Specifically, any cap trimmed average payments by 15% ($42,980) compared with no cap, and a $250,000 cap reduced average payments by 20% ($59,331), researchers report in an article published in Health Affairs. However, when caps reached $500,000, they no longer had a significant effect, compared with no cap.
Seth Seabury, PhD, an associate professor at the Leonard D. Schaeffer Center for Health Policy and Economics, and colleagues analyzed 220,653 total claims from 1985 to 2010, of which 74,366 (33.7%) involved indemnity, from the Physician Insurers Association of America Data Sharing Project. The database is the largest collection of paid and unpaid malpractice claims from private insurers in the United States.
They merged that information with information on state liability reforms to gauge the effect of state malpractice reforms on the average size of malpractice payments in 10 physician specialties.
Effect Varies by Specialty
In general, higher caps had little effect on payouts by specialty. The more restrictive caps were linked to significant drops in award sizes for seven of the 10 specialties. Researchers found the largest effect came with claims involving pediatricians and the smallest effect was on claims involving surgical subspecialties and ophthalmologists.
Bernard Black, JD, professor at Northwestern University Law School and Kellogg School of Management in Chicago, Illinois, said he found similar results for payout of claims relative to size of caps in his research 2 years ago, using a different data source.

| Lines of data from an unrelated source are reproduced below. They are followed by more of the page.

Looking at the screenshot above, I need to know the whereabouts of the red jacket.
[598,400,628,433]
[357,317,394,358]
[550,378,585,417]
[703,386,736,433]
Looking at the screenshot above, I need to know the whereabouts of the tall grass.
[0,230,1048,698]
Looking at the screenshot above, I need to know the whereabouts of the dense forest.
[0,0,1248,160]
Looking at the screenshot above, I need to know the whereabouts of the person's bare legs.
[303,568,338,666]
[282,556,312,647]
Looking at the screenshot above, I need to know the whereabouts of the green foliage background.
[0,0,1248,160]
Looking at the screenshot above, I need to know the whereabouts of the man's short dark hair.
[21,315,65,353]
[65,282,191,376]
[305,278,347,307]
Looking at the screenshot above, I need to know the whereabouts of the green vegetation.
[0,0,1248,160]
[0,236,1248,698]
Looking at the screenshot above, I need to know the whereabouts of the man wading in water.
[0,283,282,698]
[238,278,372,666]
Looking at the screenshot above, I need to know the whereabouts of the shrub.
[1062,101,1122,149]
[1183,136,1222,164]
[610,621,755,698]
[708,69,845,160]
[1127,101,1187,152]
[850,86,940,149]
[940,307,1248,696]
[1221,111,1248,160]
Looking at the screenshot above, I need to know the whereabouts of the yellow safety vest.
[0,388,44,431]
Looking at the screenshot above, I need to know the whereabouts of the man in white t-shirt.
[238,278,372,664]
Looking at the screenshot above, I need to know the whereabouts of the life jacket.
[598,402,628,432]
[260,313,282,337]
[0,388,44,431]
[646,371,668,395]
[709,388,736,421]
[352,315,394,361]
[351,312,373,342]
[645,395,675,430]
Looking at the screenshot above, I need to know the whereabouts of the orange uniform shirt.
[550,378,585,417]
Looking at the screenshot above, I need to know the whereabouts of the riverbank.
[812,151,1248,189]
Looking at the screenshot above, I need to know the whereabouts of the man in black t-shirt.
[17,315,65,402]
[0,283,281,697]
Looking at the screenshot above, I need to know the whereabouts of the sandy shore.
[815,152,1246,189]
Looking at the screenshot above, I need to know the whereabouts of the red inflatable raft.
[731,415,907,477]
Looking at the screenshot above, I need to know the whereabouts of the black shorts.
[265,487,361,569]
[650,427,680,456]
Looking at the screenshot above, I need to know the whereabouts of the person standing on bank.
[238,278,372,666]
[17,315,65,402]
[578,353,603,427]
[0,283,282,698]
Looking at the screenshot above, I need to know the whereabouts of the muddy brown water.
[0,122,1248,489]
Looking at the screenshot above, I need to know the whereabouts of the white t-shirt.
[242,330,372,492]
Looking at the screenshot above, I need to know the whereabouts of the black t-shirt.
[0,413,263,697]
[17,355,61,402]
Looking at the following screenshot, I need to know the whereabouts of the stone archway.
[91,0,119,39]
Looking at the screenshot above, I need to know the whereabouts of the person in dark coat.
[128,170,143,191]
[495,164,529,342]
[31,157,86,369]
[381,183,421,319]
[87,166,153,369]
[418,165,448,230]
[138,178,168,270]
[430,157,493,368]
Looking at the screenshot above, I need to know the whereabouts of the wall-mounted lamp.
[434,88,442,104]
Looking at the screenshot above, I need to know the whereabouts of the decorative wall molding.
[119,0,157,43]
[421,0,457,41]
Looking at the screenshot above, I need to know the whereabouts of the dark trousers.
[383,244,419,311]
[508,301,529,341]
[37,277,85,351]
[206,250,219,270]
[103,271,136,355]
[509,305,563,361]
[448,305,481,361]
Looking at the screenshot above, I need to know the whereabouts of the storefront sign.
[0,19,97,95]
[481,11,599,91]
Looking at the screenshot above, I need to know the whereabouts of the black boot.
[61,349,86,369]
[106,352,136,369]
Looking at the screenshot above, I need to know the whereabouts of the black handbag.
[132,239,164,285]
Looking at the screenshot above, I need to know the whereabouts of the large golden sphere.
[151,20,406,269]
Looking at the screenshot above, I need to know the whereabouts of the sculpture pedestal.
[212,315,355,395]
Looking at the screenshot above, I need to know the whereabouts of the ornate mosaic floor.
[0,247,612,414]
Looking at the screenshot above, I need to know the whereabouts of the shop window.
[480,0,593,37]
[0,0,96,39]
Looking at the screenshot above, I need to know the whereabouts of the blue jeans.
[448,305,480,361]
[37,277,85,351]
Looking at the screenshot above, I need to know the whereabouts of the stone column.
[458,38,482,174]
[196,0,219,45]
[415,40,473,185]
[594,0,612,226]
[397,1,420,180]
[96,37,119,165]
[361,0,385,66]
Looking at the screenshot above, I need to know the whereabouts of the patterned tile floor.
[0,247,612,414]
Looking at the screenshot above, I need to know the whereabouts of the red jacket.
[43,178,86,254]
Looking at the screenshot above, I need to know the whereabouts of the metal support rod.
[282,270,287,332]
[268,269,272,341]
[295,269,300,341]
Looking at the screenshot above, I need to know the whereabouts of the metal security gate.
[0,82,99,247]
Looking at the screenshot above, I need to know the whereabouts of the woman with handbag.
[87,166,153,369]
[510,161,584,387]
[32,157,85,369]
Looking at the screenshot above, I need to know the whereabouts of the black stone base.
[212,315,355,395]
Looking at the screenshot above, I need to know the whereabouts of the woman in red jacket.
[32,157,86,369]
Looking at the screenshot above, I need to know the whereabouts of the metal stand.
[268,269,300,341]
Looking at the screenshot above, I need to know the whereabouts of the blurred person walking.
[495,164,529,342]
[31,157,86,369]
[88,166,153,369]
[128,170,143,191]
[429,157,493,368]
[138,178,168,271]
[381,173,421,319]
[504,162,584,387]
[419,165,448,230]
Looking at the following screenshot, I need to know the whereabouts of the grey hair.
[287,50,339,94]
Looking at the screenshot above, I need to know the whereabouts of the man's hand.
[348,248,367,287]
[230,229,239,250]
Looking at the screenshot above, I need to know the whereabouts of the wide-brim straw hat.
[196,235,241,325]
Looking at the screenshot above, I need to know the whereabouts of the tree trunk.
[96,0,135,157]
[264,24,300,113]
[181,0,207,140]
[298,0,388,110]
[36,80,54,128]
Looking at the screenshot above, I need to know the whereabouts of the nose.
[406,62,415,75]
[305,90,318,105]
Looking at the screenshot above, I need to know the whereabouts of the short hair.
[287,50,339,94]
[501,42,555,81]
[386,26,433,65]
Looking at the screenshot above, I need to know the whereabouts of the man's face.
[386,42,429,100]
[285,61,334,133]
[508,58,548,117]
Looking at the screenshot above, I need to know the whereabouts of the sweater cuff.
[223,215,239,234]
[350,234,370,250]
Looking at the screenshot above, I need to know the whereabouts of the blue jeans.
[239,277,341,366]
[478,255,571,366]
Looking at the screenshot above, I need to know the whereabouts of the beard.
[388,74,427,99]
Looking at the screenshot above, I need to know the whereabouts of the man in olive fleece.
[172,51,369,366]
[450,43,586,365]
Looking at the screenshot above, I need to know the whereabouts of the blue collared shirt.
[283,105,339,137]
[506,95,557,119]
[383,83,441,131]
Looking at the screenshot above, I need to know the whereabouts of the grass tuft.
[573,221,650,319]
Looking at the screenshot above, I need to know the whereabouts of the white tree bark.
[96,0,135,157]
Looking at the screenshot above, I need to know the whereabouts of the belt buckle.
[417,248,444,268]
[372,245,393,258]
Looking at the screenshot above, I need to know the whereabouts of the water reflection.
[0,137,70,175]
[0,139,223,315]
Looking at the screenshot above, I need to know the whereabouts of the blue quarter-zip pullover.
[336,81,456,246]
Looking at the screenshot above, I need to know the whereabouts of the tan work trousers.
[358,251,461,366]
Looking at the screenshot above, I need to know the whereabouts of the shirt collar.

Huge caps may have little effect because physicians have total policy limits, he said.
“So if you have a cap of a million dollars on noneconomic damages, but the physician basically has a hard cap on all damages because he has a million-dollar policy, the cap doesn’t mean anything anymore,” he said. “It’s really, really hard to go over a physician’s limits and collect from personal assets.”
Higher noneconomic caps might matter more for hospital payouts, he said, because they have deeper pockets, but that goes beyond the focus of the current study.
“Caps are good for physicians. We know that. They’re bad for health care spending, bad for quality, and don’t attract more physicians. Why would you do this?” Black said. “The case that it’s good for anybody else is just not there.”
The authors say their findings do not necessarily mean the caps benefit society.
“Other researchers have questioned the fairness of noneconomic damages caps by pointing out that they lower award sizes the most for patients with grave and disfiguring injuries. Our study was limited to assessing the impact of noneconomic damages caps on claim outcomes. A comprehensive assessment of the implications of the caps for social welfare would require a complete accounting of the costs and benefits of reform, including the potential impact on patients,” they write.